Marianne Faithfull gives a splendid performance as Maggie a.k.a. Irina Palm for which she was nominated for the Best Actress Award at the European Film Awards in 2007.

Irina Palm is one of the delightful movies being lined up for the EUFF, which returns for its 20th year, and follows on its sell-out success last year. The festival aims to bring to local audiences a visual odyssey through the rich and diverse cultures of the European Union through 17 critically acclaimed films that have won awards and nominations in prestigious festivals such as Sundance, Cannes, and even includes an Oscar nominee.

The 20th EUFF is on at GV VivoCity from 6 to 16 May.

The EUFF also sees the EU encouraging cinematic exchange and fostering closer cultural exchange between Europe and Singapore, and will this year see the partnership of  Ngee Ann Polytechnic’s School of Film and Media Studies (in screening some of its students’ best short films before the start of selected feature films) providing promising young filmmakers with an opportunity to see their works on the big screen alongside those of acclaimed directors, while offering the local audiences a glimpse of some of the young cinematic talents in Singapore.

The Programme for the 20th EUFF. 17 European films will be screened over 11 days.

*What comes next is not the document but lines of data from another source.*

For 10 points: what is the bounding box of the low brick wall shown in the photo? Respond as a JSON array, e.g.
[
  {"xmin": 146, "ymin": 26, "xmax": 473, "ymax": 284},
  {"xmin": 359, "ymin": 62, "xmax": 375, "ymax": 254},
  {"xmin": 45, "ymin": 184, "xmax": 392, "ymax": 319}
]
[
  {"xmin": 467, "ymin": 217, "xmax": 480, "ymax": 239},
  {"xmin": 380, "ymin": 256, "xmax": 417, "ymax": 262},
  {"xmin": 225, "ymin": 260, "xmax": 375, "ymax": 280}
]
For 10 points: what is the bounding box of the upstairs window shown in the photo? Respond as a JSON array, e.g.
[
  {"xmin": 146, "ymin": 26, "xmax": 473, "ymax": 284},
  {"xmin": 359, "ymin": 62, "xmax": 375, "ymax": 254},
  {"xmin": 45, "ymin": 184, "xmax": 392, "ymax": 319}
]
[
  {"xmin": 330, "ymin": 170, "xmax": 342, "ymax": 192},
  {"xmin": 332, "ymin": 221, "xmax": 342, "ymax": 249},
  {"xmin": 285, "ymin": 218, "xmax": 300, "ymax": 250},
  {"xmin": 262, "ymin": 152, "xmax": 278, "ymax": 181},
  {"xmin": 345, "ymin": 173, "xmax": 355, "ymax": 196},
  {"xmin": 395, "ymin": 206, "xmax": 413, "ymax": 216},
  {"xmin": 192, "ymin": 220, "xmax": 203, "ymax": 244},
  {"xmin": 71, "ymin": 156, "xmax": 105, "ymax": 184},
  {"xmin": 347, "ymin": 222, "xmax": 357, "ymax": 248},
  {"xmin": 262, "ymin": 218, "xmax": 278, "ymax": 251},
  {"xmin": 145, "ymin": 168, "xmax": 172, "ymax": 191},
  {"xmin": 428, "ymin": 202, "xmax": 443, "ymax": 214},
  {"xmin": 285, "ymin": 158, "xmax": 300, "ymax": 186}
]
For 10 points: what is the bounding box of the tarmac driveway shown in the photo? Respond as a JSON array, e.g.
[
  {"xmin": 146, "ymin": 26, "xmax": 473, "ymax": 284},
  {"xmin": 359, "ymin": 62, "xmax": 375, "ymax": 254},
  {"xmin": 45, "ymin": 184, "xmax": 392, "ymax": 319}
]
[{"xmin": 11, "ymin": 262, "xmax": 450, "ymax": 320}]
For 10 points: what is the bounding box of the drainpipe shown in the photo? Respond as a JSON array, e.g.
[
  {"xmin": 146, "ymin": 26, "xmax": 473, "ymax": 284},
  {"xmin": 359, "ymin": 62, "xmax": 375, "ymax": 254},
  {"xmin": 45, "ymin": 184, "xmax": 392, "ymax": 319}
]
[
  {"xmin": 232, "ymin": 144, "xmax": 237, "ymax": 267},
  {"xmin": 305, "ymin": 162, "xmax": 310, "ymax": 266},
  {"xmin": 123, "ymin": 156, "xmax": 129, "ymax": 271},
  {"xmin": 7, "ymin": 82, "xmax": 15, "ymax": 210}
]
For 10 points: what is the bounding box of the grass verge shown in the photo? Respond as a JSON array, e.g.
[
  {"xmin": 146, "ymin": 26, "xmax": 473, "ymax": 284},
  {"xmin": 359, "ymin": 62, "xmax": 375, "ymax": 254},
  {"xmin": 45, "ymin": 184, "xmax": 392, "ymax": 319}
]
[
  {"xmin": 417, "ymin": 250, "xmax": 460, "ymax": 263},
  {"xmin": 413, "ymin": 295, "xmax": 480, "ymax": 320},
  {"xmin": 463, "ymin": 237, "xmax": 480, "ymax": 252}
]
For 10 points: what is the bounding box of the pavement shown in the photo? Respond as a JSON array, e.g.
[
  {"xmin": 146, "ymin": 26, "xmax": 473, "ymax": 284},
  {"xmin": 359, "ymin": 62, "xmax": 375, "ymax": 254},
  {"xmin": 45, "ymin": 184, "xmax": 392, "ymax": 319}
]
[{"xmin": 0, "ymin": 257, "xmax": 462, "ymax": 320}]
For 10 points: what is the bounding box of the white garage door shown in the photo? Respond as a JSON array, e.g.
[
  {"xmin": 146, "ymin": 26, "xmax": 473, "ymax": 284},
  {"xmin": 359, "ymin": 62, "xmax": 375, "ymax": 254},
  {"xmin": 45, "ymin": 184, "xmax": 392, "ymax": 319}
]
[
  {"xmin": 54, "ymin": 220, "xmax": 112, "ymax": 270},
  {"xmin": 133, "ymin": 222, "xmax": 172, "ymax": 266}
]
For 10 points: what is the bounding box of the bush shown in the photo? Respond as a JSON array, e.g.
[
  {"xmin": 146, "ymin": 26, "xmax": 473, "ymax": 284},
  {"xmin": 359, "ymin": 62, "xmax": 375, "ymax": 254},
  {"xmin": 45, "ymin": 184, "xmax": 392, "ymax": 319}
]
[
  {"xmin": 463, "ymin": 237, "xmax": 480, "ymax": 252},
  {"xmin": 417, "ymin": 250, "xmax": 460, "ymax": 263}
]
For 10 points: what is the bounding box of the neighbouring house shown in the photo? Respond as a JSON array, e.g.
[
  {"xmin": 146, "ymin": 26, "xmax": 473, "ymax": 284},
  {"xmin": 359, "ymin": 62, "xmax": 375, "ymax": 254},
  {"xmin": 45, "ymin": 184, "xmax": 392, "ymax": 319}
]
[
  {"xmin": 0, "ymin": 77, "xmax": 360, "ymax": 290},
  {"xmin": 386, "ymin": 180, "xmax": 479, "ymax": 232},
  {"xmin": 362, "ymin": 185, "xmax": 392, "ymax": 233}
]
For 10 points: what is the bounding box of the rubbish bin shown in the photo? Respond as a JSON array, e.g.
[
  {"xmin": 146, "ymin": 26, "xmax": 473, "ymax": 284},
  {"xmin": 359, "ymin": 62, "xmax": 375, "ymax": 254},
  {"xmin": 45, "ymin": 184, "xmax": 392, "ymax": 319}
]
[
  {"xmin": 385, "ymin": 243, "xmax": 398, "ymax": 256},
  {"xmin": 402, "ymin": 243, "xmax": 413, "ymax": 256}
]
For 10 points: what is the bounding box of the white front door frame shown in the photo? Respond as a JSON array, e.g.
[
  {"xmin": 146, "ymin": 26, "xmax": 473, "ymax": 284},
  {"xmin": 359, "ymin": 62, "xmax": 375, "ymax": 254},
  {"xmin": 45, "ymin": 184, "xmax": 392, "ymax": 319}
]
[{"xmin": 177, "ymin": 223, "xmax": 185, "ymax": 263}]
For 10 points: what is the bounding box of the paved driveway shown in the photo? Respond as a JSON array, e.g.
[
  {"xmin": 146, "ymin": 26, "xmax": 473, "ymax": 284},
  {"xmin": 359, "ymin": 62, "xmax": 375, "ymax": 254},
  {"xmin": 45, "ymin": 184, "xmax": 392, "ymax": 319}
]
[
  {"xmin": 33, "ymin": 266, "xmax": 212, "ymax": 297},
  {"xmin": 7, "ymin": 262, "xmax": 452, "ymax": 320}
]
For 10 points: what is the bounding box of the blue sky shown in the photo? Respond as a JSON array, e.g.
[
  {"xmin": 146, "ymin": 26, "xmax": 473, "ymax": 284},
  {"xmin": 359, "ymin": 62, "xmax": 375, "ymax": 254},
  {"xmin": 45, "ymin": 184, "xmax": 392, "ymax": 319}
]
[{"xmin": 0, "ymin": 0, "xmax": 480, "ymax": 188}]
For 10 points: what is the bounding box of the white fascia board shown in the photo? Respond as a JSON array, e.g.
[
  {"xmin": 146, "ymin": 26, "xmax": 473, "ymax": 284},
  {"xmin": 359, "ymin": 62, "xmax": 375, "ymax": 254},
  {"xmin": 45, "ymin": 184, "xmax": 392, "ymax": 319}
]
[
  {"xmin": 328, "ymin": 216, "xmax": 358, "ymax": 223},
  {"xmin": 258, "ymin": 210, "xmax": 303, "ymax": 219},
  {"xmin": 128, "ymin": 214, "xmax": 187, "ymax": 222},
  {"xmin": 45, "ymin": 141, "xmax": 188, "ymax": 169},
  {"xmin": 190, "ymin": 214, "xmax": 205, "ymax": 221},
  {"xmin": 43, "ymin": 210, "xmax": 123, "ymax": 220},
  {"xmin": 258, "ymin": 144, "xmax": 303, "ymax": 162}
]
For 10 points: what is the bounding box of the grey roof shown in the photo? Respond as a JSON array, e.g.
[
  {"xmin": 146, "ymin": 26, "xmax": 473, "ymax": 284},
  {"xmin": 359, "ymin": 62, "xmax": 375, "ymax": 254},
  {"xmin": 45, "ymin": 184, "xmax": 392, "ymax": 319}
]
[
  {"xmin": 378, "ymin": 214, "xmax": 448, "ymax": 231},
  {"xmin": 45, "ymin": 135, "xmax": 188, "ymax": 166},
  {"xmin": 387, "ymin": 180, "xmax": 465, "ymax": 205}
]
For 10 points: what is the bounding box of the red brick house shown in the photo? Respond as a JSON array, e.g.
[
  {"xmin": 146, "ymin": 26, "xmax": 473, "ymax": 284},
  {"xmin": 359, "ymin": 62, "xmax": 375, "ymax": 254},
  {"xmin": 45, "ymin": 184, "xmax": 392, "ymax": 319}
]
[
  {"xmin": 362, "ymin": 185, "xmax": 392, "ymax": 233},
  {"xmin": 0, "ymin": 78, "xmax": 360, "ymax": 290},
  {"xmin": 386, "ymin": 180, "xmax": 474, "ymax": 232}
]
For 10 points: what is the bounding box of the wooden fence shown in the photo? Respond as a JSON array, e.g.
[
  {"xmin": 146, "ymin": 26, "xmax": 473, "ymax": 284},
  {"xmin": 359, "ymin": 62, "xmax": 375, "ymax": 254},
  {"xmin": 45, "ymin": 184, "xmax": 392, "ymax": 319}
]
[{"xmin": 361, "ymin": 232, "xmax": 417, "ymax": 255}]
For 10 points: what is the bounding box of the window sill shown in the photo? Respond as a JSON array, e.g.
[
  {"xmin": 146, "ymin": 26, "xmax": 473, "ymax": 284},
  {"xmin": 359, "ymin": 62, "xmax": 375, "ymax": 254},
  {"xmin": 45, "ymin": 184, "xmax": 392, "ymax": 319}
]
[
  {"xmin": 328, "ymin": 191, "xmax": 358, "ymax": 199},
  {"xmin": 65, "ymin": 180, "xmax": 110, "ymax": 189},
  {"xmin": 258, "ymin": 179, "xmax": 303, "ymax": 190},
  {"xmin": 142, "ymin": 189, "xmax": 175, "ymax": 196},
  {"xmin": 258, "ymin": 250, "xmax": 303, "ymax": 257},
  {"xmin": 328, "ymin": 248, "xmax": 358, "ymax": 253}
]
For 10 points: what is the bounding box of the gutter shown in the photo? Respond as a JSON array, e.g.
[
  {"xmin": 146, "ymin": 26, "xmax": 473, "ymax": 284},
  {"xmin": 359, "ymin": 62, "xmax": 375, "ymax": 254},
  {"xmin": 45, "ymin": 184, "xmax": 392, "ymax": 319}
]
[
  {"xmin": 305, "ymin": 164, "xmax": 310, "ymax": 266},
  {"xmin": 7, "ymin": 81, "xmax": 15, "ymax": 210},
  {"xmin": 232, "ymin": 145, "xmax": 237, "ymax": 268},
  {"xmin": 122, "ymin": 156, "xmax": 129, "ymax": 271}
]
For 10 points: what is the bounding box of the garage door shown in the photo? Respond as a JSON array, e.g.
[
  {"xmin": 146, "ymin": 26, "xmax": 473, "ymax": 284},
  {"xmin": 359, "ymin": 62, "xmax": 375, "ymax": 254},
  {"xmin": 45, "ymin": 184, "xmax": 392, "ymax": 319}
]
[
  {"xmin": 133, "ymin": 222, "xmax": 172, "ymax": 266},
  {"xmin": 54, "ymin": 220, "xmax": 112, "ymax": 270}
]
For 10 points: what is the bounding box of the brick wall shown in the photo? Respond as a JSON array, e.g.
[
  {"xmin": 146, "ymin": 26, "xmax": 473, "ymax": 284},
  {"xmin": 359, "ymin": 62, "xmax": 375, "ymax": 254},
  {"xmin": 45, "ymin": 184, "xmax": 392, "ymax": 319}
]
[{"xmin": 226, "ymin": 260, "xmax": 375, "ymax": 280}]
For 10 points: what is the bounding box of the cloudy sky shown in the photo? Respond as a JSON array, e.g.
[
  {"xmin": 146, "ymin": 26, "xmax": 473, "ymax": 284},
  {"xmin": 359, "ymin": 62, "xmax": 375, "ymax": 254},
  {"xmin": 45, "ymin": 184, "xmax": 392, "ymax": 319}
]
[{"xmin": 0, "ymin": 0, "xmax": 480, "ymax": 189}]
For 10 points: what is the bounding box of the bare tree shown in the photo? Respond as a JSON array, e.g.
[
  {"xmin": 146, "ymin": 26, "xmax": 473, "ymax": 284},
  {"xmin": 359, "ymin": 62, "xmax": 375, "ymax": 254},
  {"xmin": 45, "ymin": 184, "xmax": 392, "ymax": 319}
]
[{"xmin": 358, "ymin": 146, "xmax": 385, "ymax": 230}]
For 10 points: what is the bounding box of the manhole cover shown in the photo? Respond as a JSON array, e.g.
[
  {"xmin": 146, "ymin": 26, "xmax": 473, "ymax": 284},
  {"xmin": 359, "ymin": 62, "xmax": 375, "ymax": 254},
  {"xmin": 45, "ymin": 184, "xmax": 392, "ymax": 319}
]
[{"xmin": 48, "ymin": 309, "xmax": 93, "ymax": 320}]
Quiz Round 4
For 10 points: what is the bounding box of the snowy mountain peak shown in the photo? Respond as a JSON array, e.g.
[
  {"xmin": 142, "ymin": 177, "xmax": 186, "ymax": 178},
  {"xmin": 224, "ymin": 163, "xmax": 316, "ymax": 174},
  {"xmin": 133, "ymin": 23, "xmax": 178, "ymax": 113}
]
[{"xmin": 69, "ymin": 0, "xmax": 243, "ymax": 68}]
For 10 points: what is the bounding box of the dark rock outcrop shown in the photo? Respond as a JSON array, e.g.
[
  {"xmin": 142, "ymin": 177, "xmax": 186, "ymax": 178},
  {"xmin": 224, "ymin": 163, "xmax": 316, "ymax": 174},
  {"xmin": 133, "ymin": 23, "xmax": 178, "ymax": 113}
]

Highlights of the festival include the opening film and gala premiere of Broken Embraces (Spain) by famed director Pedro Almodóvar, starring Penelope Cruz (one week ahead of its commercial launch); The Father of my Children (France), winner of a Special Jury Award at Cannes Film Festival in 2009; Unmade Beds (UK) – nominated for the Grand Jury Prize at the 2009 Sundance Film Festival; and The Secret of Kells (Ireland), an Oscar nominee for Best Animated Feature Film in 2010. The Festival will be officially opened on 6 May 2010 at Golden Village VivoCity by Guest-of-Honour Mr Sam Tan, Parliamentary Secretary for Information, Communications and the Arts, and will run until at Golden Village VivoCity until 16 May 2010. More information on the EUFF and a synopsis of each of the films can be found at its website www.euff.sgTickets go on sale from 22 April 2010.

About the EUFF:

The European Union Film Festival is an annual event that showcases a collection of films which draws on the diverse and rich culture of Europe. The film festival, now in its twentieth year, is a window into the intriguing world of European cinema. The films showcased in this festival may belong to a specific country, but they are all representative of Europe’s common cultural heritage. The richness of Europe’s culture is world renowned. Language, literature, performing arts, visual arts, architecture, crafts, broadcasting and of course, cinema all celebrates Europe’s cultural diversity and history.